Il y a quatre ans, j’étais en tournée dans toute la France pour la promotion de mon quatrième roman. Lorsque l’on est écrivain ou peintre, on est à 80 % seul devant son écran ou sa toile. Seuls nos personnages imaginaires ou nos pinceaux nous tiennent compagnie.
Être en tournée, est la seule fois où je peux pleinement être proche de mes lecteurs que j’aime tant. Je chéris ces moments car ils représentent l’essence de mon essence d’écriture. Au cours de mes dates promotionnelles, il arrive que je partage l’affiche avec d’autres personnes pour animer les soirées. Jusqu’à ce soir-là, je n’avais jamais eu à « tirer la couverture pour moi », ou me battre pour avoir le micro, car tous les intervenants sont toujours d’une bienveillance merveilleuse. Et puis, il y a eu cette soirée ou nous étions supposés être cinq à parler. Les organisateurs avaient prévu minutieusement 20 minutes pleines par intervenant. J’étais la dernière à passer pour présenter mon travail. Il était 21h30. La soirée battait de son plein. Une ambiance fabuleuse flottait dans les airs. J’étais très heureuse d’attendre mon tour. On passa le micro à un professeur d’Histoire qui devait présentait un nouveau projet éducatif. Passionné, il ne se rendit pas compte qu’il avait largement dépassé son temps de paroles. Paniquée de constater que peu à peu les gens s’en allaient, je demandais discrètement aux organisateurs d’intervenir pour avoir enfin ma place à cette soirée. Il faut savoir que pour être présente à cette soirée, j’avais parcouru plus 560 kilomètres en train dans la journée, m’étais levée à 4 heure du matin et avais porté plus de 80 livres.
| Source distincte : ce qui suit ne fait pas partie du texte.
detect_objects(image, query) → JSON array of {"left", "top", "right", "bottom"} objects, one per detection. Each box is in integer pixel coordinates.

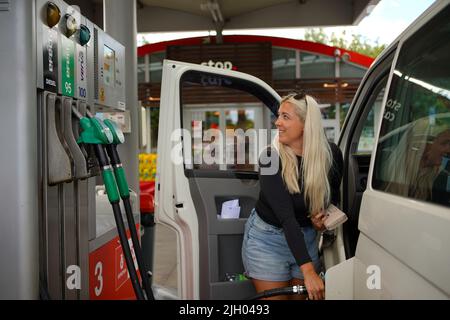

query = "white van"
[{"left": 155, "top": 0, "right": 450, "bottom": 299}]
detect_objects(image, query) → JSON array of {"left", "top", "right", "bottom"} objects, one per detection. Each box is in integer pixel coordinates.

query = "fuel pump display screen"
[{"left": 103, "top": 46, "right": 116, "bottom": 87}]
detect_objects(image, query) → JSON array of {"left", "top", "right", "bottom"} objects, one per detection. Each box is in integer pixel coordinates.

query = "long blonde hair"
[{"left": 273, "top": 94, "right": 332, "bottom": 215}]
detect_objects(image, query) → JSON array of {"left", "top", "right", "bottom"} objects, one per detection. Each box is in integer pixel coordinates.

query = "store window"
[
  {"left": 272, "top": 47, "right": 296, "bottom": 80},
  {"left": 300, "top": 52, "right": 335, "bottom": 79},
  {"left": 373, "top": 7, "right": 450, "bottom": 207},
  {"left": 138, "top": 56, "right": 147, "bottom": 83}
]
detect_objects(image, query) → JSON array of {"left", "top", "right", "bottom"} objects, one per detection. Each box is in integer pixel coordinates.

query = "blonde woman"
[{"left": 242, "top": 93, "right": 343, "bottom": 300}]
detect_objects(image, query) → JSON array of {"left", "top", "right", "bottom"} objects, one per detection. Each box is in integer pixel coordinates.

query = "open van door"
[{"left": 155, "top": 60, "right": 280, "bottom": 299}]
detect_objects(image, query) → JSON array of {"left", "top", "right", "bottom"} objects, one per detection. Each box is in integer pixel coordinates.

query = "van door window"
[
  {"left": 356, "top": 87, "right": 387, "bottom": 154},
  {"left": 373, "top": 6, "right": 450, "bottom": 206},
  {"left": 181, "top": 71, "right": 278, "bottom": 173}
]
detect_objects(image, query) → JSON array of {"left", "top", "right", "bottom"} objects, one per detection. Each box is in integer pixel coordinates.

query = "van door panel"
[{"left": 155, "top": 60, "right": 280, "bottom": 299}]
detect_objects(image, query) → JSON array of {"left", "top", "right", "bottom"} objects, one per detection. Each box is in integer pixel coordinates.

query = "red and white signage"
[{"left": 89, "top": 225, "right": 140, "bottom": 300}]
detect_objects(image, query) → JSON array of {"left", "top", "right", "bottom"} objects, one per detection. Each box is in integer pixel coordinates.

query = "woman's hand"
[
  {"left": 300, "top": 262, "right": 325, "bottom": 300},
  {"left": 311, "top": 211, "right": 327, "bottom": 231}
]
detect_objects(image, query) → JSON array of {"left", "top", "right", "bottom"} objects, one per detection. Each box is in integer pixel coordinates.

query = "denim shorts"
[{"left": 242, "top": 209, "right": 321, "bottom": 281}]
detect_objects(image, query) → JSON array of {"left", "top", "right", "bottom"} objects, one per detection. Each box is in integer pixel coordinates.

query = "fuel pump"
[
  {"left": 104, "top": 119, "right": 155, "bottom": 300},
  {"left": 73, "top": 109, "right": 145, "bottom": 300}
]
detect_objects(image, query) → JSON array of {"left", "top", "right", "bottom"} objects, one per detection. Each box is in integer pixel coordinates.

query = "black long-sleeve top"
[{"left": 255, "top": 143, "right": 344, "bottom": 266}]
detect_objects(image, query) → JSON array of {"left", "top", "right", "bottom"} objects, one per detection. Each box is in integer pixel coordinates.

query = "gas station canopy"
[{"left": 137, "top": 0, "right": 380, "bottom": 33}]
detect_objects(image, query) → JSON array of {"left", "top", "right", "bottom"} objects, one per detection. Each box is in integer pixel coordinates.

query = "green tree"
[{"left": 305, "top": 28, "right": 386, "bottom": 58}]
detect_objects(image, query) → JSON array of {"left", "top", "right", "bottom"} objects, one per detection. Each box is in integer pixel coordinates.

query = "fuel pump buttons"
[
  {"left": 64, "top": 13, "right": 78, "bottom": 38},
  {"left": 47, "top": 2, "right": 61, "bottom": 28},
  {"left": 80, "top": 24, "right": 91, "bottom": 46},
  {"left": 103, "top": 119, "right": 125, "bottom": 144}
]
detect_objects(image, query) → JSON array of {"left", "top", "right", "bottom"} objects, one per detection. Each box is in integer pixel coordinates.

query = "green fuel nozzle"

Hélas, ce soir-là, je n’eus aucune chance de faire ma présentation car le Monsieur n’avait pas su me faire une petite place. Les organisateurs impuissants avaient été désolés et moi je rentrais avec tous mes livres dans mes valises, avec la tristesse de pas avoir pu parler à mon tour. Le soir même, après de longues plaintes auprès de mon mari par téléphone, il me consolait comme il pouvait en me disant de faire comme d’habitude et de parler à Hashem.
En raccrochant, comme tous les soirs, j’entamais ma conversation avec D. en lui disant que j’acceptais ce qui s’était passé et que même si j’avais ressenti de la peine, je lui faisais entièrement confiance.
Le lendemain, je préparais mes affaires pour rentrer sur Paris. Avant d’aller à la gare, j’avais donné rendez-vous à une amie pour prendre un café avec elle en tête à tête. Qu’elle fut ma surprise lorsque je suis arrivée au rendez-vous et découvrais une terrasse remplie d’une partie de mes lectrices et de leurs amis.
Mon amie avait assisté à ce qui s’était passé la vieille, et avais eu tellement de peine pour moi qu’en deux-deux, elle avait organisé une vraie rencontre auteure/lecteurs. Non seulement j’avais eu ma place, mais une place d’honneur puisque j’avais pu expliquer mon travail et à l’issue de cette mini conférence improvisée, avec vue sur la mer, vendre tous mes livres ! C’était légère de poids dans mon âme et dans mes valises que je prenais le train vers Paris.
Donner sa place à l’autre est tout un art auquel il faut s’efforcer de travailler. Accepter de laisser l’autre briller, n’est pas de la soumission mais de la profonde modestie envers notre Créateur qui fait toujours tout pour le bien ! À son image, Lui qui nous a donné, une place dans ce monde, donnons la place à l’autre sans jamais avoir peur de perdre la nôtre.
Comme dirait ma fille : Papa c’est le soleil qui brille par sa force, et maman, c’est la lune qui scintille grâce aux étoiles autour ! Chacun sa force et chacun sa place car nous sommes tous complémentaires de l’autre.